Mesmo o inspirado Yuval Harari entrou na onda. Recentemente, escreveu um artigo no The Guardian começando com a frase-bomba. “A maioria dos empregos que existem hoje pode desaparecer dentro de décadas.” Perfeito, foi assim com os cocheiros, na virada para o século XX. Vale o mesmo para os cubeiros, limpadores de chaminés, datilógrafos e condutores de bigas, todos sumidos. Lá pelas tantas ele conclui: “Até 2050, uma nova classe de pessoas poderá surgir, a classe desocupada”.

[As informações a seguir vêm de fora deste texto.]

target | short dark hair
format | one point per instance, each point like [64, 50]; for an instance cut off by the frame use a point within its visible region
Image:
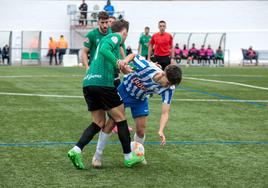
[162, 21]
[103, 15]
[174, 74]
[119, 25]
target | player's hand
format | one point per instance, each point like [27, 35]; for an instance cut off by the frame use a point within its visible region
[157, 64]
[121, 64]
[162, 137]
[173, 62]
[126, 69]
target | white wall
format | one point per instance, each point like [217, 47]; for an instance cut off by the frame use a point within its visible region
[244, 21]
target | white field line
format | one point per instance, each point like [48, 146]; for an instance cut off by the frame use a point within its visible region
[78, 75]
[229, 75]
[39, 76]
[80, 97]
[227, 82]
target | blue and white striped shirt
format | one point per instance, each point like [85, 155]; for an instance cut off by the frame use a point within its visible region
[140, 83]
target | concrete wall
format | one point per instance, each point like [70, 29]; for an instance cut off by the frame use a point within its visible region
[245, 22]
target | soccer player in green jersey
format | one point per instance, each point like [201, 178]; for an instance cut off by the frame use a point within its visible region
[93, 38]
[143, 42]
[101, 95]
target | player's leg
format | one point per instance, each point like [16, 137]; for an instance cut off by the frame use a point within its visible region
[140, 122]
[91, 95]
[75, 153]
[104, 136]
[140, 111]
[118, 115]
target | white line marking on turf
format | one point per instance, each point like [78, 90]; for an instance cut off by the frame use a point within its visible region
[228, 75]
[39, 76]
[80, 97]
[77, 75]
[41, 95]
[227, 82]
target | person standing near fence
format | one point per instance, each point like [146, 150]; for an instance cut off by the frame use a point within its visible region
[62, 45]
[52, 47]
[93, 38]
[83, 13]
[162, 43]
[5, 54]
[144, 42]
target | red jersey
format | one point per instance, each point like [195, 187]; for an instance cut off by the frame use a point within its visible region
[162, 44]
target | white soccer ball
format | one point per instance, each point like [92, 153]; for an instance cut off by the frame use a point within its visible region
[137, 148]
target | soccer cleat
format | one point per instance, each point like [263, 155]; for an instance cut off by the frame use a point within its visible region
[96, 163]
[76, 159]
[134, 160]
[115, 130]
[144, 162]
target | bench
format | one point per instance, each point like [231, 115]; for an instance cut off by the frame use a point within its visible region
[262, 55]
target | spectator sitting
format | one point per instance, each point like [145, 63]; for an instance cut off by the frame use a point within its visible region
[0, 54]
[83, 13]
[128, 51]
[5, 54]
[177, 53]
[52, 50]
[62, 45]
[210, 54]
[185, 53]
[251, 54]
[193, 53]
[112, 19]
[109, 8]
[95, 13]
[202, 54]
[219, 55]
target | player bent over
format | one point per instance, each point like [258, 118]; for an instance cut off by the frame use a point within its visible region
[101, 95]
[147, 78]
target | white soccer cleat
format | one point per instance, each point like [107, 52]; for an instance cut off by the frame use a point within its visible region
[96, 163]
[144, 162]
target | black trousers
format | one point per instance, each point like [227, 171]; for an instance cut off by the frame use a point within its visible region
[51, 55]
[62, 51]
[164, 61]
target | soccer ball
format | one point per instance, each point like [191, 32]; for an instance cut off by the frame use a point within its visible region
[137, 148]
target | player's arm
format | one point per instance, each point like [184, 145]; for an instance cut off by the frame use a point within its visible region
[166, 100]
[172, 51]
[122, 52]
[106, 50]
[85, 52]
[139, 48]
[163, 122]
[150, 48]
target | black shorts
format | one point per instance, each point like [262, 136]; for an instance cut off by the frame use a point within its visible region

Quando li aquilo, me lembrei da agricultura americana, que ocupava 40% da mão de obra do país, em 1900, hoje ocupa menos de 2% e a economia vive em pleno emprego. O que mais impressiona é a pergunta final de Harari: “O que esta classe de inúteis fará o dia todo”?. Ele parece desconhecer fatos prosaicos, como o declínio populacional nos países avançados, e parece sugerir que somos uma espécie de estúpidos. Que não criaremos novos negócios, obras de arte ou qualquer coisa melhor do que afundar como zumbis em jogos de realidade virtual, que segundo ele tomarão o lugar da religião.